The research closely looked at data from 18 countries for 1980 to 2010. They concluded that economic growth slows down when debt exceeds 85% of the GDP. Currently, the debt to-GDP ratio for the US, as of March 2020, was 82%. The figure is up from 79% at the end of 2019, making it the highest since the 1940s. Thus, it can be argued that the economy’s growth prospects aren’t looking good in the future.
The report goes on to state that when federal debt exceeds this threshold, the country’s ability to handle unexpected crisis is decreased.

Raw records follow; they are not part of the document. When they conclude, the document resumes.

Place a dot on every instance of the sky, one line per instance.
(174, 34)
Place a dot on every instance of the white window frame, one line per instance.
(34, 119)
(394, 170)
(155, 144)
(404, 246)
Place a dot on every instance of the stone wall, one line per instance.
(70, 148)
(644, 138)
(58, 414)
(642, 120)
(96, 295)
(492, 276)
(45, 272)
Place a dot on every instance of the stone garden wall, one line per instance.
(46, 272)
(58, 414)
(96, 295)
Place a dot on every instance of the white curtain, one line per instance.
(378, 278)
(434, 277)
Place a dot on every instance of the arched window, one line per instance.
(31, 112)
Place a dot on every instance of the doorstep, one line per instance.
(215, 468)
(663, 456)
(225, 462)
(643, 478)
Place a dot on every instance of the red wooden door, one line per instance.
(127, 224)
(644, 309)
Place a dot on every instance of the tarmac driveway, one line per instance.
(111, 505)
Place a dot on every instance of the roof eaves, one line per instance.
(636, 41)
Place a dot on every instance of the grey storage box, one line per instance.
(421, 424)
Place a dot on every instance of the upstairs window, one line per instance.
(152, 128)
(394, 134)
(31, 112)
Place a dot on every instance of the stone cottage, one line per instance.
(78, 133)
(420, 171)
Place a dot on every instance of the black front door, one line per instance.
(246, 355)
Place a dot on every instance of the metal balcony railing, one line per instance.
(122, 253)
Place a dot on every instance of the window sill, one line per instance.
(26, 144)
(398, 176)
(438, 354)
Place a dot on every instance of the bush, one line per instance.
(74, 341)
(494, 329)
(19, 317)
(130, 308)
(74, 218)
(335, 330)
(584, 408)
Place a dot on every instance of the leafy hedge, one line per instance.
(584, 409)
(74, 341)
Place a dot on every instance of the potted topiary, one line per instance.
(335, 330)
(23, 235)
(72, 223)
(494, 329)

America is at a pivotal moment in time. If the national debt continues to increase as projected ($78 trillion in 2028), the average citizen will feel its effects as labor markets deteriorate, and the gap between the top 1% and the bottom 50% increases, giving rise to social unrest.
Regardless of who wins the November election, whether it’s Trump or Biden, Washington will have to get the budget under control, probably by raising taxes. However, taxes aren’t the end-all and be-all of economic headwind.
If Trump wins, he’ll continue to cut taxes and deregulate to boost economic growth. A Biden presidency means more taxation, regulation, and increased spending on social programs. Either way, time is of the essence. If the debt is expected to increase substantially in the years to come, the growing financial instability will breed civil unrest and systemic issues that may spiral out of control.